Милиционеров часто донимали больные люди с манией преследования. Им кажется, что за ними следят, их хотят поймать в темном углу, на них готовится покушение от близких ему родственников или соседей… Не реагировать на такие заявления нельзя: а вдруг и вправду хотят человека лишить жизни. Поэтому сотрудникам милиции, стиснув зубы и собрав волю в кулак, приходится часами слушать бредовый монолог заявителя. Хорошо, если выяснится, что человек состоял на учете в психоневрологическом диспансере. В этом случае дело можно было списать в наряд (закрыть). А если человек — скрытый шизофреник? Тогда приходилось собирать весь объем материала, доказывая обратное, что его жизни ничего не угрожает. И это вместо того, чтобы раскрывать реальные преступления! Однажды Журавлеву попался такой заявитель. Он утверждал, что сосед отравляет его, впрыскивая шприцем яд через дыру в розетке, вентиляционную систему или в щель входной двери. Пришлось провести осмотр квартиры, побеседовать с соседом, взять заключение эксперта, что яд не обнаружен… Одним словом, день был потерян.
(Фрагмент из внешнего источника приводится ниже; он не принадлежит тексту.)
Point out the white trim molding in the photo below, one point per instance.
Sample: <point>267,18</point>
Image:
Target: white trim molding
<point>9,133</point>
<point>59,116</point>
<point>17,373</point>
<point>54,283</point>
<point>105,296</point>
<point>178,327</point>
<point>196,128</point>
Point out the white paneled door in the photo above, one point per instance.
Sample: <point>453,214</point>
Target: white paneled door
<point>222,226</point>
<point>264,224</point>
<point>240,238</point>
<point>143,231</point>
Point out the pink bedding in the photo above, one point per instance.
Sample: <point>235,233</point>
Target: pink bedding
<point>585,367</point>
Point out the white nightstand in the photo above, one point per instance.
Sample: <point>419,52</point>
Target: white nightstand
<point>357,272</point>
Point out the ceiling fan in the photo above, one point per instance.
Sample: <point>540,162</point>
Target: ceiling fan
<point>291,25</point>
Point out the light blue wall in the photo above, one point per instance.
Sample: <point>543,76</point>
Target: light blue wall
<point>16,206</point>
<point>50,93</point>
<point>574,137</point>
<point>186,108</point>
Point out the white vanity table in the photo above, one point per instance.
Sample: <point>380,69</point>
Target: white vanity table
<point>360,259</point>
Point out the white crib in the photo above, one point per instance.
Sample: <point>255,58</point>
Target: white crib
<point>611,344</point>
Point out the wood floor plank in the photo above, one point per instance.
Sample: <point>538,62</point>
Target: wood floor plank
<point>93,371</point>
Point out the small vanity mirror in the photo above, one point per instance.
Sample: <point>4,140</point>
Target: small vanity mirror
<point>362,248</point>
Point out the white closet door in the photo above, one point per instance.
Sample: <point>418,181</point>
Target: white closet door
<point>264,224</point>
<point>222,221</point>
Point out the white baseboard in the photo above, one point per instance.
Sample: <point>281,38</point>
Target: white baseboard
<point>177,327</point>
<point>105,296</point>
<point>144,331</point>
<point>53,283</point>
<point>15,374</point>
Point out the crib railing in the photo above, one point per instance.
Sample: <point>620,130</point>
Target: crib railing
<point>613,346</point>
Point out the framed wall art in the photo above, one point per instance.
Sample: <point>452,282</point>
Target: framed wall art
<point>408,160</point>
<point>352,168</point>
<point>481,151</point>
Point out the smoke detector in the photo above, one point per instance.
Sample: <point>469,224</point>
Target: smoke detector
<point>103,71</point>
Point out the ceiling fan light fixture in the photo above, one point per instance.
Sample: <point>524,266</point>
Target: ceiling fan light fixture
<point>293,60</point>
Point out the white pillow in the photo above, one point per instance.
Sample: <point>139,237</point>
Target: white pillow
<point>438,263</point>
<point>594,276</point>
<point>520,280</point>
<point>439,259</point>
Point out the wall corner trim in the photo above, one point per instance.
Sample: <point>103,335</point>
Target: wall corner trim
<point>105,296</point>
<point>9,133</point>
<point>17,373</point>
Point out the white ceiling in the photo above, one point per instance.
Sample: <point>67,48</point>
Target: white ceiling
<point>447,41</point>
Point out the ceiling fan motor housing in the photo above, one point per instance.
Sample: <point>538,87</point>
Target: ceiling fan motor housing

Теперь Журавлев, отбросив вновь накатившую досаду, по лицу женщины пытался угадать, насколько ей можно поверить. Серьезные задумчивые глаза, сдержанные жесты и мимика, хорошо поставленная речь выдавали в женщине не душевнобольного человека. Но внешность часто бывает обманчивой, поэтому Журавлев, не придя к однозначному мнению, решил слушать дальше позднюю посетительницу.